NEW YORK (Reuters) - Oil prices rose for a second straight day on Tuesday as short-covering and technical support halted a slide to 11-year lows, but the market remained fundamentally weak from oversupply, traders and analysts said.
Government data on U.S. crude inventories and an expected Federal Reserve interest rate increase would dictate Wednesday’s direction, they said.
Brent crude futures settled up more than 1 percent while U.S. crude’s West Texas Intermediate (WTI) futures rose nearly 3 percent as oil bears once again failed to push prices to below a seven-year trough.

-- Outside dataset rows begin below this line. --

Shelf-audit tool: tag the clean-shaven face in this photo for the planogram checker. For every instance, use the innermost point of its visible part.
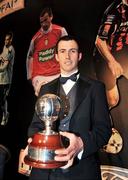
(45, 21)
(125, 2)
(68, 56)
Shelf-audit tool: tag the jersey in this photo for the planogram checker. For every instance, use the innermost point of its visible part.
(42, 52)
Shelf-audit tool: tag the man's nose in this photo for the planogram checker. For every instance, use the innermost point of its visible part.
(67, 54)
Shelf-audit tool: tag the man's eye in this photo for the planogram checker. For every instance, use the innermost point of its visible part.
(62, 51)
(74, 51)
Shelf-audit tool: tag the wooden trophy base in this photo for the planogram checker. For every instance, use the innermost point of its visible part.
(44, 165)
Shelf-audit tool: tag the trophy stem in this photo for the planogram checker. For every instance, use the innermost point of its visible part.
(48, 130)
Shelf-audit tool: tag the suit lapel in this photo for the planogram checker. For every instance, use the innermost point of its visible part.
(82, 88)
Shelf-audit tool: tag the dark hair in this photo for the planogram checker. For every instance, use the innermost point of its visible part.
(46, 10)
(68, 38)
(10, 34)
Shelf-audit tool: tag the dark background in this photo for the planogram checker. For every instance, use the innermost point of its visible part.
(80, 18)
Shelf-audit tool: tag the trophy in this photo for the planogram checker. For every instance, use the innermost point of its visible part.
(41, 151)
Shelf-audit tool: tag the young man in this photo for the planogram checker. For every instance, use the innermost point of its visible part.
(112, 44)
(87, 125)
(6, 70)
(42, 66)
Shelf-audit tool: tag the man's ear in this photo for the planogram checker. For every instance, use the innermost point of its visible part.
(56, 56)
(80, 56)
(51, 18)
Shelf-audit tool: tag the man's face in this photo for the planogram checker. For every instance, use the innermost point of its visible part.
(45, 21)
(125, 2)
(7, 41)
(68, 56)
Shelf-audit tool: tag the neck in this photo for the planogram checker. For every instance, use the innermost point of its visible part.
(68, 73)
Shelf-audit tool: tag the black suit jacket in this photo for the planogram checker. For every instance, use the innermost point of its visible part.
(90, 120)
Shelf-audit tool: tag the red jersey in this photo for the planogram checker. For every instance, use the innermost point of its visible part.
(42, 51)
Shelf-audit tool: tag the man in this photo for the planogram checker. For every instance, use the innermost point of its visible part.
(6, 70)
(112, 44)
(87, 125)
(42, 66)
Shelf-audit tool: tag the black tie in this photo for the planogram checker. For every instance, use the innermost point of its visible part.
(73, 77)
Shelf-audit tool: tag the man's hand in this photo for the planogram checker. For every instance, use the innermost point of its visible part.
(68, 154)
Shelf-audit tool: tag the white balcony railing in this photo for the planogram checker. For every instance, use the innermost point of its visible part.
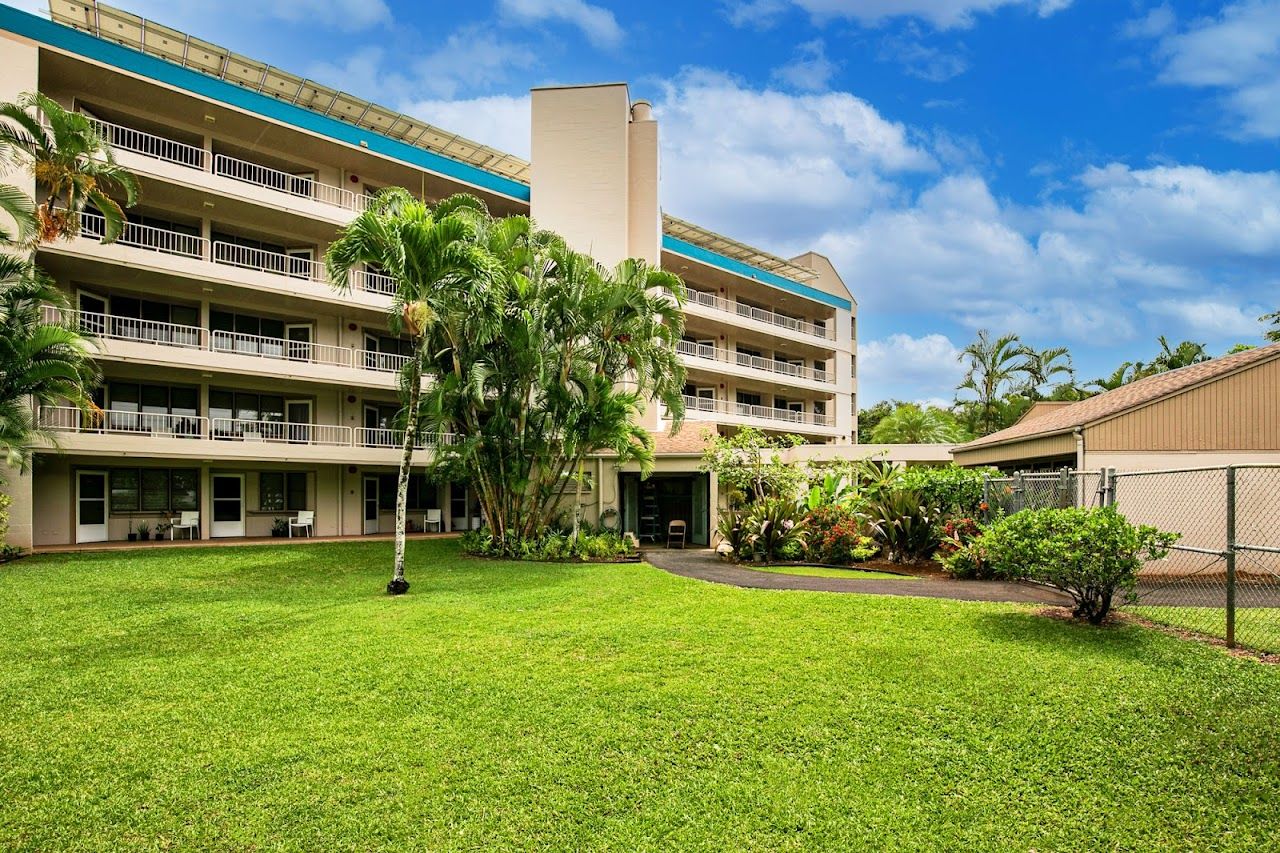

“Everyone was looking at 11-year lows, but I think people got a sense of ‘bids’ when they tried probing there,” said Chris Jarvis, analyst at Caprock Risk Management in Frederick, Maryland. “But I’d be surprised if they don’t come back and take it down.”
Brent LCOc1 settled up 53 cents at $38.45 a barrel, after reaching a session high at $39.41. On Monday, the global oil benchmark came within 14 cents of a December 2008 bottom of $36.20, unleashing a surge of buying support.
WTI CLc1 settled up $1.04 at $37.35. It fell to $34.53 on Monday, the lowest since its financial crisis bottom of $32.40.
The market remained positive in post-settlement trade after a surprise build of 2.3 million barrels in U.S. crude stockpiles reported by industry group American Petroleum Institute for last week. [API/S]
A Reuters poll of analysts had forecast a 1.4 million-barrel draw instead for last week. Official inventory data is due on Wednesday from the U.S. Energy Information Administration (EIA) [EIA/S]
“People are buying on the dips,” Jeffrey Grossman, crude dealer at New York’s BRG Brokerage, said, describing Tuesday’s action.
If Brent sustain its momentum on Wednesday, it could get nearer to the $40-a-barrel level it fell under last week, Grossman said.
Aside from the EIA data, the Fed announcement on Wednesday could also cause swings in oil prices, traders said. If the central bank decides to raise rates, it will be the first time it does so in nearly a decade. That could push the dollar up, making dollar-denominated oil less affordable to holders of euros. [FRX/]
Some analysts think oil will head lower regardless of the Fed decision.
“We remain reluctant to suggest that a long-term price bottom has been established anywhere across the complex,” said Jim Ritterbusch, founder of Chicago-based oil consultancy Ritterbusch & Associates.